Via Vallen dan Nella Kharisma lahir bukan dari kontes idol di layar kaca, atau ajang festival yang kerap hanya bisa diakses orang kaya. Mereka mengawali karier dari penyanyi dusun, berpindah panggung dari satu hajatan ke hajatan lain. Merekam seadanya dan dijual bukan melalui toko-toko kaset di mal. Jika kini mereka menikmati hasil keringat, tak ayal mereka ditopang jutaan penggemar yang merasa hasrat dan jerihnya terwakili.

Meski tak perlu berharap banyak lagu dangdut mereka akan melahirkan perlawanan sosial dan revolusi, setidaknya ini mengiris satu fakta tentang Indonesia. Negeri yang kerap kita khawatirkan semakin radikal dan anti-kebinekaan ini tetap mampu merayakan hidup apa adanya. Via dan Nella yang tetap berpakaian sopan dan tanpa perlu mengumbar goyang erotis adalah ikon dan paradoks modernitas itu sendiri. Ketika keduanya hendak dibenturkan atau dianggap pesaing Ayu Ting Ting – ala manuver politisi Jakarta, mereka memilih terus bernyanyi dan menikmati hidup.
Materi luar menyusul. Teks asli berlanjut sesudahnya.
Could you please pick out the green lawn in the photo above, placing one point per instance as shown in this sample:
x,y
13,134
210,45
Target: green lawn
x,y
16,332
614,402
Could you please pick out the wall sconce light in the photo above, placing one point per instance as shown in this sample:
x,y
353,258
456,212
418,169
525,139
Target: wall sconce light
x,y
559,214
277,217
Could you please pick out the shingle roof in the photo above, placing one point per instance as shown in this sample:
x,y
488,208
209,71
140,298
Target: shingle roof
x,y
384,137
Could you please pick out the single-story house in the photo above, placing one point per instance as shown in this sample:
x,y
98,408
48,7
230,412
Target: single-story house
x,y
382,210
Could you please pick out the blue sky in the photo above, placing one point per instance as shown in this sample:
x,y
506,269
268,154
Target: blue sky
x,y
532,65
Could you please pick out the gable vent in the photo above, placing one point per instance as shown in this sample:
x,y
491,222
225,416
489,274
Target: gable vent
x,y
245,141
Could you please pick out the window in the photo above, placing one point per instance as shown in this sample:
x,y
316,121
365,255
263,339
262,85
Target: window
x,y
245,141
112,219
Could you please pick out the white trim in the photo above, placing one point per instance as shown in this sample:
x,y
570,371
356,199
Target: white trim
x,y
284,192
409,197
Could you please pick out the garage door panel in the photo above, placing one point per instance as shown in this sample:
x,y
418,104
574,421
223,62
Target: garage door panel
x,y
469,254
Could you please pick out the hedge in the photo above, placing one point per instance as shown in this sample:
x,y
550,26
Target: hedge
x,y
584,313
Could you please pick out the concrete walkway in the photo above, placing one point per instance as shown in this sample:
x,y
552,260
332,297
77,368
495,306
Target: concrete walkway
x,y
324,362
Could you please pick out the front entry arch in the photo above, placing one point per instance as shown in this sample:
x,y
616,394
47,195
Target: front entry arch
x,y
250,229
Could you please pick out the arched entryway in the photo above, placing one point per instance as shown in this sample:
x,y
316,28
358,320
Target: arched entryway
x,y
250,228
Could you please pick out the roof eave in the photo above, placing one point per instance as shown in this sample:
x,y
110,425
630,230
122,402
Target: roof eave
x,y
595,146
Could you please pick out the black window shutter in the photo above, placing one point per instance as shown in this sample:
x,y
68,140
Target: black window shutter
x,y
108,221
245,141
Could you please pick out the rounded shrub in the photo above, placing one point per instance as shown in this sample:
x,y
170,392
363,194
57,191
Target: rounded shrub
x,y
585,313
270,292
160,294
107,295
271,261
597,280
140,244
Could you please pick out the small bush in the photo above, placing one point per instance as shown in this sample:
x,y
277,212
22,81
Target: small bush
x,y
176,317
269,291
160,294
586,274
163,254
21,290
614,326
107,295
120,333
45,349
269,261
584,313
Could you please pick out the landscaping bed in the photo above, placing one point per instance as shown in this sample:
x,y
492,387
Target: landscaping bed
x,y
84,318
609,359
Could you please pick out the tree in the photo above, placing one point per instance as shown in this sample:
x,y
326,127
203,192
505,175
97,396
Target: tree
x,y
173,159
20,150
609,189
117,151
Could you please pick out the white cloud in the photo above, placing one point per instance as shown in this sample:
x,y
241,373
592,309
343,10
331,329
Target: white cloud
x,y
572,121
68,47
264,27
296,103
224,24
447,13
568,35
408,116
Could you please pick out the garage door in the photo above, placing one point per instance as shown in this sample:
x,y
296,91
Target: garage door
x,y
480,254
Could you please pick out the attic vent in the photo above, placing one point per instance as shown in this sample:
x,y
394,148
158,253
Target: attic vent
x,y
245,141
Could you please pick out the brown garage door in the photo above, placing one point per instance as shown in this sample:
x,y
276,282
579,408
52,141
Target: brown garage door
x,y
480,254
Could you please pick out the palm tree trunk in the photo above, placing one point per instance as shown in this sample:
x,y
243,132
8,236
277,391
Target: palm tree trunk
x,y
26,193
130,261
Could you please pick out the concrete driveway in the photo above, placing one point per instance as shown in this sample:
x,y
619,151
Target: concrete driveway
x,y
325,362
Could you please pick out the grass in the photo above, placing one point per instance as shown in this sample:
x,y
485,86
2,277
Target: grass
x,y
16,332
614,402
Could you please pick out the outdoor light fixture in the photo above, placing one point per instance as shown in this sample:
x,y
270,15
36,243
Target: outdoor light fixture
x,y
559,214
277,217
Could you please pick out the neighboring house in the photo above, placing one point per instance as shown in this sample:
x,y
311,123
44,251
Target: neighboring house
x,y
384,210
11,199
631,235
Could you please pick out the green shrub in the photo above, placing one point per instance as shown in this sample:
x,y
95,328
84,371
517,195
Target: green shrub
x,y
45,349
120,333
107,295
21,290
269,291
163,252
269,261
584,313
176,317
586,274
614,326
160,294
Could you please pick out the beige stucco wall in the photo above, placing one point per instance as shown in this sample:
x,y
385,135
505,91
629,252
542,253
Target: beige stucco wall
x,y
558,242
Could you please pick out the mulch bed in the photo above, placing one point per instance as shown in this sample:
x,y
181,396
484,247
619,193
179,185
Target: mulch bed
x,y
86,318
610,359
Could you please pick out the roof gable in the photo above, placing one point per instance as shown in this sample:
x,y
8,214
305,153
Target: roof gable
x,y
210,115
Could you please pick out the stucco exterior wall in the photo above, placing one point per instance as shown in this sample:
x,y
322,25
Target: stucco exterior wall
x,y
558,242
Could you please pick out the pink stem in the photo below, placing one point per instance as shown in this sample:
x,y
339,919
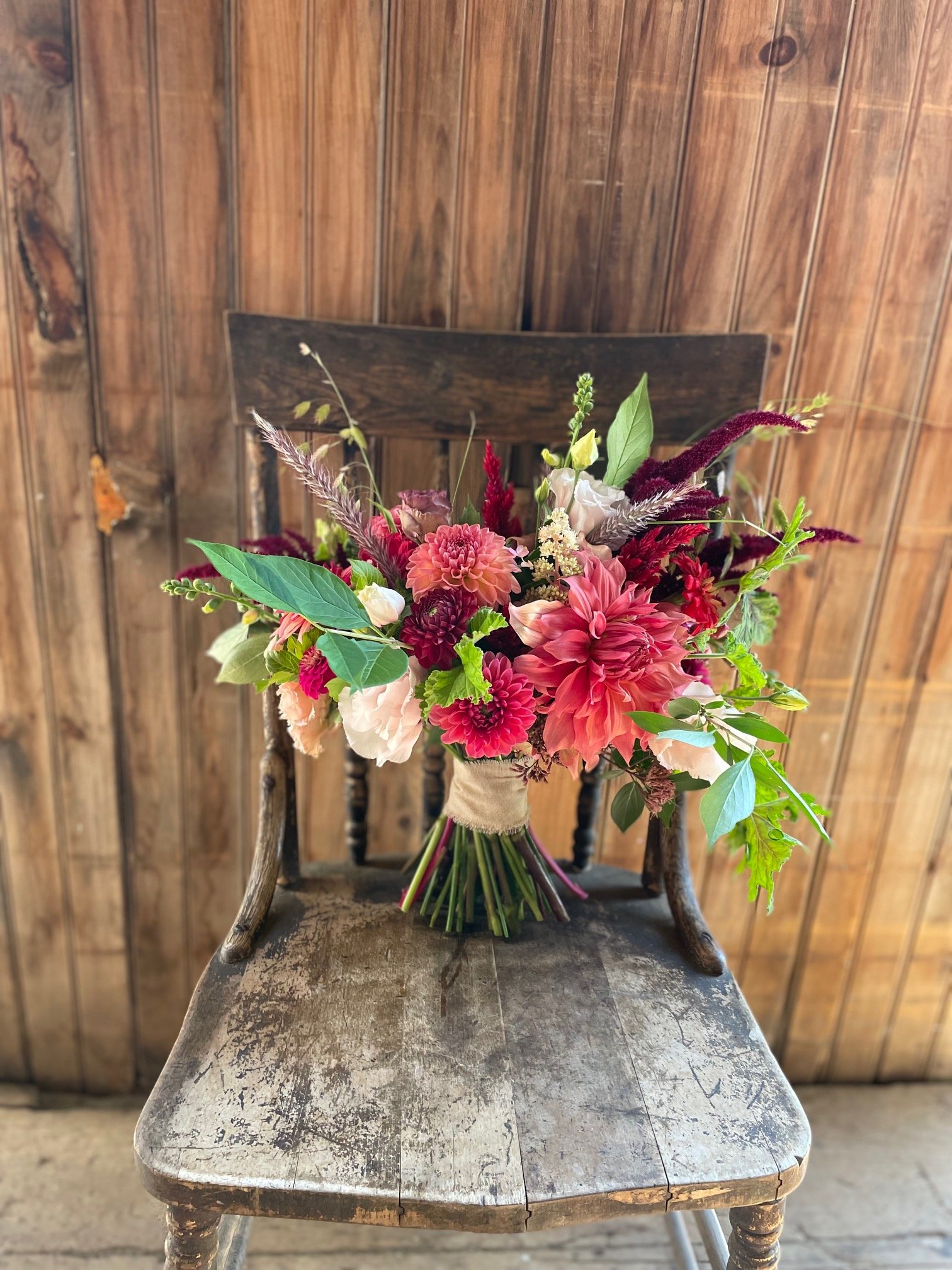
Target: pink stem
x,y
434,861
553,866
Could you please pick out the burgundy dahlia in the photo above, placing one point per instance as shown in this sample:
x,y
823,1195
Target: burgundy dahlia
x,y
314,673
436,624
490,729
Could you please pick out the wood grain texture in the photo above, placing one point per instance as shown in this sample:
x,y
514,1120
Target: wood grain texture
x,y
191,117
434,377
33,883
48,319
361,1067
116,116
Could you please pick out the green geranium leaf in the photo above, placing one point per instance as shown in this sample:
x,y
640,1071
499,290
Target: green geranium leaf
x,y
759,611
730,799
362,663
630,436
246,663
754,726
751,673
627,806
672,728
484,621
363,573
227,642
288,585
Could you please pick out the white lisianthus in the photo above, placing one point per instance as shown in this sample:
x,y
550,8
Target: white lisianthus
x,y
383,606
593,501
383,723
678,756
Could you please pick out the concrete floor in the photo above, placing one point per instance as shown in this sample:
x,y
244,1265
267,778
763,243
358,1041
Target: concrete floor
x,y
878,1196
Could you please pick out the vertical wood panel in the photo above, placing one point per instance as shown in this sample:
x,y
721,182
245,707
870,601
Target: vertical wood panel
x,y
50,336
128,345
32,878
654,94
190,105
575,157
847,275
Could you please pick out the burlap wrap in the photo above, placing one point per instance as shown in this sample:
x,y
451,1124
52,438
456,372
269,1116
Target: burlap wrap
x,y
488,796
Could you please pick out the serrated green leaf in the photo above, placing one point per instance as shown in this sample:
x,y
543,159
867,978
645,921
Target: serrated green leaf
x,y
288,585
672,729
627,806
226,643
754,726
630,436
362,663
730,799
759,611
683,707
363,573
246,663
484,621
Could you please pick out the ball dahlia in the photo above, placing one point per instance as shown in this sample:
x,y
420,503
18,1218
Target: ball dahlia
x,y
436,624
490,729
465,557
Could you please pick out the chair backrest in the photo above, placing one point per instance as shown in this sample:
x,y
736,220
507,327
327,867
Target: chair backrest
x,y
423,384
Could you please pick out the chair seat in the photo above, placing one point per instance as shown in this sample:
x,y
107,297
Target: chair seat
x,y
361,1067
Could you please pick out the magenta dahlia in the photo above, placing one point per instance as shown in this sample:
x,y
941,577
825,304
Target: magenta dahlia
x,y
436,624
314,673
466,557
490,729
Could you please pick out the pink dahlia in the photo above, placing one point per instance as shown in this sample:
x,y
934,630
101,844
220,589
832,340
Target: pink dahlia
x,y
490,729
314,673
436,624
467,557
604,653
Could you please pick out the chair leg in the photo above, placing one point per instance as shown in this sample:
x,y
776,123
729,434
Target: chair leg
x,y
698,941
272,820
756,1236
192,1242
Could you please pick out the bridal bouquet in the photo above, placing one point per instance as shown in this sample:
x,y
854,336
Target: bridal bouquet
x,y
616,631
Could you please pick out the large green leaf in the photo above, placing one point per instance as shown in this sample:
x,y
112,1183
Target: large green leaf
x,y
246,663
672,729
730,799
288,585
227,642
363,663
630,436
627,806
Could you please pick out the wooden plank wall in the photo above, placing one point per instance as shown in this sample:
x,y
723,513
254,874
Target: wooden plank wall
x,y
779,166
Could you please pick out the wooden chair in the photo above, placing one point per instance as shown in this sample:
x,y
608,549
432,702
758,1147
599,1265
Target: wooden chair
x,y
341,1062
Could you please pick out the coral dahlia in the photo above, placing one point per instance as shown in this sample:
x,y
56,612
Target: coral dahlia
x,y
467,557
604,653
490,729
436,624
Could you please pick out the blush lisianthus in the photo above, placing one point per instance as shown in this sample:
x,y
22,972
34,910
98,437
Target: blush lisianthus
x,y
467,557
436,624
307,719
606,652
490,729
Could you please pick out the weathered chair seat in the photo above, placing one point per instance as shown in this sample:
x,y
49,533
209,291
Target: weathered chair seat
x,y
361,1067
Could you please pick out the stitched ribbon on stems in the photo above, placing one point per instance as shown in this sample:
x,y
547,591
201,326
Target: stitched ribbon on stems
x,y
493,862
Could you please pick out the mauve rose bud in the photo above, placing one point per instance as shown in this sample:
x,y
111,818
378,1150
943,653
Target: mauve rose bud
x,y
422,512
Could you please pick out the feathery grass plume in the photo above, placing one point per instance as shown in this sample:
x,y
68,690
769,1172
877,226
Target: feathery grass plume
x,y
618,527
334,498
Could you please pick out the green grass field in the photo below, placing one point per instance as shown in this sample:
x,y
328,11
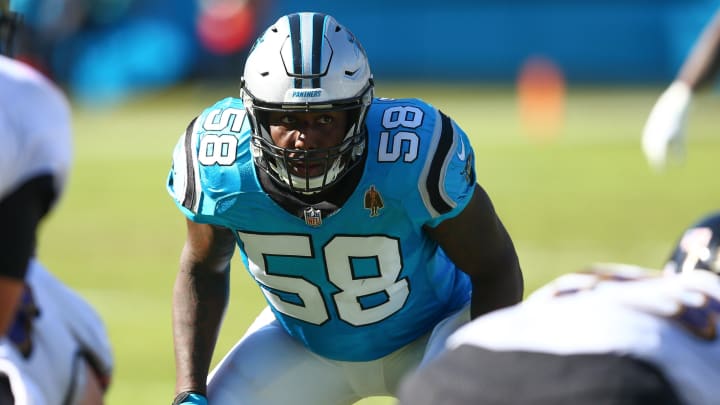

Mereka adalah titik di mana kita diajak menertawakan masa lalu kita sekaligus menghitung masa depan. Rakyat punya standar moralnya sendiri yang tak butuh dipandu dan diatur, apalagi dinilai. Mereka tak galak apalagi rusuh dan onar. Lirik-lirik dangdut pun setia membatasi diri pada tema cinta dan nestapa. Dalam era pencapaian teknologi yang sedemikian maju, dangdut adalah potongan masa lalu yang menyelinap dan menjadi cermin segala kecanggihan, faktisitas atau keterlemparan manusia di dunia yang ironis.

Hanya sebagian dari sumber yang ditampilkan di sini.